Wi-Fi is so abundant in most places nowadays that I have never really been able to justify the expense for an international data plan when it’s so easy to get along without it! Here are the only tools I’ve found I needed when I don’t have access to Internet while abroad.
Your Phone’s GPS – While I can’t speak for other smartphones, GPS on iPhones does not require a data connection. If your phone is in Airplane Mode like mine usually is when I’m abroad, all you have to do is enable Wi-Fi (even if you aren’t connected to a network!) and GPS will be able to pinpoint your location. Knowing this opens up a treasure trove of ways to get around without internet, IF you have the right tools…

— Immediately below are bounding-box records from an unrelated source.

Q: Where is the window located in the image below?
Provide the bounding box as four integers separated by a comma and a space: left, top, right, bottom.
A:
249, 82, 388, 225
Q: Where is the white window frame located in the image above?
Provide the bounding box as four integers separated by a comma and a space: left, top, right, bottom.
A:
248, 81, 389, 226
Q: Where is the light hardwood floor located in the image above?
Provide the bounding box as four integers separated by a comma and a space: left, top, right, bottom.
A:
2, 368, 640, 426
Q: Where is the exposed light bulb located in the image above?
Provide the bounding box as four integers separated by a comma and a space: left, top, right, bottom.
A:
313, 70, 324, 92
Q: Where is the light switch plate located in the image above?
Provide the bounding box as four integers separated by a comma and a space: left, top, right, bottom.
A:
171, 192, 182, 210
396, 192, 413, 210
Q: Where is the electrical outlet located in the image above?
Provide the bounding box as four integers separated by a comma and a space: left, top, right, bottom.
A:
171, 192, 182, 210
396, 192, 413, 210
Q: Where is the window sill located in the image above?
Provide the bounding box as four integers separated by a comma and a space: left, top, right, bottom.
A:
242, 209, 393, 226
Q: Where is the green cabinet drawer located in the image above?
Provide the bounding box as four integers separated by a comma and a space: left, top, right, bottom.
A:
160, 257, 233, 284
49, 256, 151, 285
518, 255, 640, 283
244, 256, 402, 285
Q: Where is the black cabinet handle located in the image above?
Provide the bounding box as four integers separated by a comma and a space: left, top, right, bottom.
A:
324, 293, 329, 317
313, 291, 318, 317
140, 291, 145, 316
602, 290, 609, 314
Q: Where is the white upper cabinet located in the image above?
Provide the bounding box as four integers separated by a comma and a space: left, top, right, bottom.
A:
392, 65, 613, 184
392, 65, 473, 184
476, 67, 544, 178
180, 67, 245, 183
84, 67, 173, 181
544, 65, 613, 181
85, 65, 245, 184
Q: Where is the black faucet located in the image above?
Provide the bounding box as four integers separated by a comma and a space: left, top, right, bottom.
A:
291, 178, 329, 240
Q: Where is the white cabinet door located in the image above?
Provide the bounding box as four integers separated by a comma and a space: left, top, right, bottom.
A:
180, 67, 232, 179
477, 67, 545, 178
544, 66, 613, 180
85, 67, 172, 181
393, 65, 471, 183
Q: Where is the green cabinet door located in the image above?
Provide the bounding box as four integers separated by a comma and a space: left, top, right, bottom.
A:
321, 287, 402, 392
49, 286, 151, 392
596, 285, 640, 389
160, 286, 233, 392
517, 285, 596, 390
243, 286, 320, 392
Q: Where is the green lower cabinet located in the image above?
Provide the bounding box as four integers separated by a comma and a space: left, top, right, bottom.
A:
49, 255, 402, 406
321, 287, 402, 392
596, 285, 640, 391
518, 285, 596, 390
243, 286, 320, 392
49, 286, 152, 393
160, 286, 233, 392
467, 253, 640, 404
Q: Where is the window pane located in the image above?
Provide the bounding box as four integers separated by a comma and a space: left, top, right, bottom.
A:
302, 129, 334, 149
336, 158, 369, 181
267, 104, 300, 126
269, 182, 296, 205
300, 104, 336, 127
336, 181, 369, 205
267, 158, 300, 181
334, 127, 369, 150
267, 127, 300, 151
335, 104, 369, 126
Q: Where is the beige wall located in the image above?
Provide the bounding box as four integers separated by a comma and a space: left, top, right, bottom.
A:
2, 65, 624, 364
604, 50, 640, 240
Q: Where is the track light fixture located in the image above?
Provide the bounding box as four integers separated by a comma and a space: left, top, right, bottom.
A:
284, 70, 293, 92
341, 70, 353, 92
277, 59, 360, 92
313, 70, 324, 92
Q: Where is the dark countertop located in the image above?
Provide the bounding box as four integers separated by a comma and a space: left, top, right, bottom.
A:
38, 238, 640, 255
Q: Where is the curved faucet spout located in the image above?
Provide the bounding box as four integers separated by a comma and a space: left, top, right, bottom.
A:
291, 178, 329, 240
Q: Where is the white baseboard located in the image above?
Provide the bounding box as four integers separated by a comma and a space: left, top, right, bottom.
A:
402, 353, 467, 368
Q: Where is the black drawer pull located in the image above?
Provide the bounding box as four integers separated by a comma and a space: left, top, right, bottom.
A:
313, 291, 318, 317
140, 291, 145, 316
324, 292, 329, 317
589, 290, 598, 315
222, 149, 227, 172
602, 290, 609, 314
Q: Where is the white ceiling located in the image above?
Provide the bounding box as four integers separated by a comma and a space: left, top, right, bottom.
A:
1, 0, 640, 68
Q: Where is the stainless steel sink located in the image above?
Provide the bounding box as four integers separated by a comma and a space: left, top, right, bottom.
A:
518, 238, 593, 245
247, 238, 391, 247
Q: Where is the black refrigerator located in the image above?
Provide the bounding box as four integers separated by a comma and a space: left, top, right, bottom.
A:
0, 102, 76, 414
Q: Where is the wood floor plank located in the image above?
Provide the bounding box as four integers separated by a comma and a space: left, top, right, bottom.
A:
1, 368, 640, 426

Google Maps – This app is the kingpin of all travel apps. There are many useful functions, and the good people at Google add to this list constantly so I highly recommend you learn to use it. If you pull up directions while you’re on wi-fi and do not close the app, GPS will guide your blue dot over the map so you can still track where you are going even if you lose Internet!
Pro Tip: The first time I went to Berlin, I touched down late at night when the train station near the airport was deserted and all help stations had shut down. Exhausted and unable to figure out the train schedules, I climbed into a cab, gave the cabbie the address, and relaxed into my seat grateful to be on my way again, even giving the guy a generous tip afterwards for picking me up so late at night.
I found out the next morning that the hostel was a 20 minute walk away from the train station, and there was no reason the cab had to jump on the freeway to take me there. I had been driven in circles intentionally, a dirty trick to take me for an additional 30 euros! Now whenever I travel to an area I’m unfamiliar with, I make sure to have directions pulled up before I leave the airport, and a saved map of the area I’ll be traveling through so I can keep an eye on our route just in case.
Offline Maps – Even if GPS knows where you are, it doesn’t help if your phone can’t show you where that is, or how to get where you’re going. Luckily, Google Maps allows you to download areas of the map to your phone to use even when you’re not connected to the Internet. (See Google’s guide on how to save offline maps here). While you can’t use search functions without internet, if you are in an area that the app has downloaded information, it will populate the screen so you can see what streets are around you, and any Saved places that are nearby.
The best use I’ve found for offline maps is being able to take public transportation from the airport wherever I go, because that alone can save you $20-40 off the bat in a major city. I’d look up how to get to airport to where I’m staying on Google Maps, and just save the area from the train station to my destination so I have all the street names I need to figure out where I am. If you are nervous about taking the subway in a new city and especially somewhere you don’t know the language, read our guide to taking public transportation anywhere in the world.
CityMapper – While Google Maps has pretty good coverage around the world, especially for driving or walking directions, it has sometimes been stumped by public transportation. I’ve only used CityMapper in a handful of cities, but where Google Maps is reliable for its breadth, CM is the master of depth. For example, you can:
- Check the status of your train (whether there will be planned service, or is currently delayed, etc.)
- Save a home location (I suggest your hotel!) and use the “Get Me Home” button to instantly get directions there from wherever you are
- Share a “Meet Me Somewhere” location with your friends (even if they don’t have CityMapper)
Triposo – I like this app’s simple interface, and the fact that it can have you on your way within a couple minutes without a lot of complicated steps. You can save places (restaurants, attractions, museums, etc.) and choose a handful (at least 3) to create “City Walks” which maps out the most efficient way to hit all the locations you’ve chosen, and even loops the route back to a starting point, like your hotel.
The app is designed to be useful even offline (although not fully useable). Like Google Maps, you can save areas for offline use, but you must choose to download all the data for a specific region (e.g. all of France, or only Paris, etc.) not just the map. Most of this extra data is useful, for example, a currency converter for the region that works offline! However, one drawback is that you are only able to save spots that are in their system, a list which is pretty sparse (you won’t be able to find most restaurants, for example) so that is where Google Maps has the upper hand.
Screenshots – Simple, but effective. I take screenshots of everything I can anticipate needing: maps, boarding passes, tickets, even pictures of my ID which won’t be enough to get you on a plane but could be useful if you find yourself in a pinch without your other possessions. On iPhones, you take screenshots but pressing the Home and the Sleep/Wake buttons simultaneously.